Contexto de la polémica
En el momento en que España mantiene la alerta en Ceuta y refuerza la coordinación con Marruecos para controlar la llegada de personas en situación irregular, las frases de Figaredo adquieren una carga particularmente sensible. El diputado de Vox, durante la entrevista, repitió términos como “cazarlos, pescarlos, uno a uno, pam, pam, pam”, una alusión que, según Ibáñez, evoca la violencia letal y la persecución sistemática.
Argumentos de la denuncia
Ibáñez argumenta que las expresiones del parlamentario constituyen una “deshumanización explícita del colectivo migrante”. Además, señala que el discurso se extiende a menores no acompañados, vulnerables por naturaleza, lo que vulneraría los estándares internacionales de protección infantil. El denunciante advierte que, en un contexto donde se han registrado episodios de violencia y patrullas vecinales contra migrantes, este tipo de retórica puede legitimar agresiones y fomentar conductas discriminatorias.
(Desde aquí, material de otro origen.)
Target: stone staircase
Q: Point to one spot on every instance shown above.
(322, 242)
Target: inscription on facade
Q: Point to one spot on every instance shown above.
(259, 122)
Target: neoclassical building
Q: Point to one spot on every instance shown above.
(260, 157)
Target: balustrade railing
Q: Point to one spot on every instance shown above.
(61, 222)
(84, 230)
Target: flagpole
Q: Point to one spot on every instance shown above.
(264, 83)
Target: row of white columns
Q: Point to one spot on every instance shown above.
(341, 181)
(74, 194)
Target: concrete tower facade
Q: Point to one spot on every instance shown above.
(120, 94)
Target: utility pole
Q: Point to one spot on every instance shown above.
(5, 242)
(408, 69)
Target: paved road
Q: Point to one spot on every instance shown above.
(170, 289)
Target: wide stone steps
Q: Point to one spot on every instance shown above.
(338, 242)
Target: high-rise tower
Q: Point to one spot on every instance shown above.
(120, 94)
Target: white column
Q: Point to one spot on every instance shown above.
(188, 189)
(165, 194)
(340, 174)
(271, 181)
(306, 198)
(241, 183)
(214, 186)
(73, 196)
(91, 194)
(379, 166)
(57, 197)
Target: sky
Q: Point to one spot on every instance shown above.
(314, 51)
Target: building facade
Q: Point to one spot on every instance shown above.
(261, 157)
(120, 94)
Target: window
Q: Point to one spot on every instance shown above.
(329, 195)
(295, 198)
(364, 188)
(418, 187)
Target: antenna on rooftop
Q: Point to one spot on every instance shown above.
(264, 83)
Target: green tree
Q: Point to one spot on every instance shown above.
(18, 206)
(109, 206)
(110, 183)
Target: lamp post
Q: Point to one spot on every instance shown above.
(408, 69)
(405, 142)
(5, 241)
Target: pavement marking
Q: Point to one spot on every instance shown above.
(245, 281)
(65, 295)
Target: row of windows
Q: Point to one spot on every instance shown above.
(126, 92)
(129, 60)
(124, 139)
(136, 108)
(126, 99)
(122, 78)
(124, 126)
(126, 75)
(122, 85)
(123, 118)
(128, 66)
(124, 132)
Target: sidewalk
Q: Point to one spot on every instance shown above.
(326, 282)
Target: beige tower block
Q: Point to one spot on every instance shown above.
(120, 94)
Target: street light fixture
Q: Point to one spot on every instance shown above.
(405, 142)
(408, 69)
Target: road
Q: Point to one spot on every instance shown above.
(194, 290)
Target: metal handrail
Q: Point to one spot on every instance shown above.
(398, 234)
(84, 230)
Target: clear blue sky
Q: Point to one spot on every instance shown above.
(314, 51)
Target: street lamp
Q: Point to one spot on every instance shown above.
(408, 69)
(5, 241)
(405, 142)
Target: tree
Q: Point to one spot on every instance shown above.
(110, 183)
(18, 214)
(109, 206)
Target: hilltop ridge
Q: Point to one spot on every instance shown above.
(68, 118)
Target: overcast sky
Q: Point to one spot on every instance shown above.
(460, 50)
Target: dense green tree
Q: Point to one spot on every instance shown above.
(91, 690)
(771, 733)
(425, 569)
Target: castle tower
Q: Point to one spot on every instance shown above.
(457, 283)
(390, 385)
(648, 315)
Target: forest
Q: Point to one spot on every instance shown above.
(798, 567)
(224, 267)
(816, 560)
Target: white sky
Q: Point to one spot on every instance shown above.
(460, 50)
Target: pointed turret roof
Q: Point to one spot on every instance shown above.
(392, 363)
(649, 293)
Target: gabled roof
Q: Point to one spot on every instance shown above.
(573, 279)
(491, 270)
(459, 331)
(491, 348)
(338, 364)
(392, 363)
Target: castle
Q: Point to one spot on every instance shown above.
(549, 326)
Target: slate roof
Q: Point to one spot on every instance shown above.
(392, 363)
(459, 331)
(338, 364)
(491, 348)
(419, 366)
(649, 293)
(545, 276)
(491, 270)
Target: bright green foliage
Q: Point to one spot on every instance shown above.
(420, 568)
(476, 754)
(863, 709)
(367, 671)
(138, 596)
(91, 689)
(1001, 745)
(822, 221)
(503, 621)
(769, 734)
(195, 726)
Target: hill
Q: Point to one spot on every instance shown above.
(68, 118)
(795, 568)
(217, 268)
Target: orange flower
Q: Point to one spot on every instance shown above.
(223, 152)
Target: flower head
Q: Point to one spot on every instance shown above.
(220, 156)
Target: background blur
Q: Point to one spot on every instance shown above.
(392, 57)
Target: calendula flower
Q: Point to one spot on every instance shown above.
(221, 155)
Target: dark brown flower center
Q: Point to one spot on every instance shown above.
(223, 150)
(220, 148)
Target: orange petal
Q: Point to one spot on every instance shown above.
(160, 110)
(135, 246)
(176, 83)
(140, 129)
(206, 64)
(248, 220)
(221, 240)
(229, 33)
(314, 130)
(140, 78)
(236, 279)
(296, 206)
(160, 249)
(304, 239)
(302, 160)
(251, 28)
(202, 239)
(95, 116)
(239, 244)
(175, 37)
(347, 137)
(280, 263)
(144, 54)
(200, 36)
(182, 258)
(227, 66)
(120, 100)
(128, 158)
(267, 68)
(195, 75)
Posibles encuadres legales
Según el Código Penal español, la incitación pública al odio, la hostilidad o la violencia contra un grupo por razón de origen nacional, etnia o religión puede constituir delito de odio. Ibáñez sostiene que las declaraciones de Figaredo encajan en esa categoría, al promover la exclusión social y la humillación de un colectivo entero. La denuncia busca que la Fiscalía del Supremo investigue si se ha cometido un delito de odio y, en caso afirmativo, que se activen los cauces judiciales correspondientes.
Repercusiones políticas y sociales
El caso ha reavivado el debate sobre la responsabilidad de los representantes políticos al momento de expresarse en medios de comunicación. Mientras algunos sectores defienden la libertad de expresión, otros consideran que la línea entre opinión y discurso de odio es clara cuando se utilizan metáforas que sugieren caza o exterminio. La denuncia también pone de relieve la tensión entre la política migratoria y los derechos humanos, un tema que sigue generando controversia en la esfera pública española.
En definitiva, la querella contra José María Figaredo plantea una reflexión profunda sobre los límites del discurso político, la protección de los grupos vulnerables y la necesidad de garantizar que la retórica no se convierta en una herramienta para legitimar la violencia.